There is a Greek expression λευκὴ ἡμέρα
(leukē hēmera = white day), which the Suda
(Λ 323 Adler, tr. Timothy Pepper) explains as follows:
The good [kind]. From the proverb speaking "of the things for a quiver". For Phylarchus says that the Scythians, when they were about to lie down to sleep, brought the quiver, and if they happened to have passed that day unharmed, they placed a white pebble on the quiver, but if [things had gone] troublesomely, [they placed] a black one. Accordingly, in the case of men who were dying, they brought out their quivers and counted the pebbles; and if many white ones were found, they declared the departed fortunate. Whence the proverb.

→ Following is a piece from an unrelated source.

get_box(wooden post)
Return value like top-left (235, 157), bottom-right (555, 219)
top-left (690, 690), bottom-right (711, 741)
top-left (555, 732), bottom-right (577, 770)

Λευκὴ ἡμέρα: ἡ ἀγαθή. ἀπὸ τῆς παροιμίας τῆς λεγούσης τῶν εἰς φαρέτραν. Φύλαρχος γάρ φησι τοὺς Σκύθας μέλλοντας καθεύδειν ἄγειν τὴν φαρέτραν, καὶ εἰ μὲν ἀλύπως τύχοιεν τὴν ἡμέραν ἐκείνην διαγαγόντες, καθιέναι εἰς τὴν φαρέτραν ψῆφον λευκήν, εἰ δὲ ὀχληρῶς, μέλαιναν. ἐπὶ τοίνυν τῶν ἀποθνησκόντων ἐκφέρειν τὰς φαρέτρας καὶ ἀριθμεῖν τὰς ψήφους: καὶ εἰ εὑρεθείησαν πολλαὶ λευκαί, εὐδαιμονίζειν τὸν ἀπογενόμενον. ὅθεν ἡ παροιμία.
Pliny the Elder, Natural History
7.131 (tr. John Bostock and H.T. Riley), is similar, substituting Thracians for Scythians and urns for quivers:
Mortals, vain as they are, and ingenious in deceiving themselves, calculate in the same way as the Thracians, who, according to their experience of each day, deposit in an urn a black or a white pebble: at the close of their life, these pebbles are separated, and from the relative number of each kind, they form their conclusions.
vana mortalitas et ad circumscribendam se ipsam ingeniosa conputat more Thraciae gentis, quae calculos colore distinctos pro experimento cuiusque diei in urnam condit ac supremo die separatos dinumerat atque ita de quoque pronuntiat.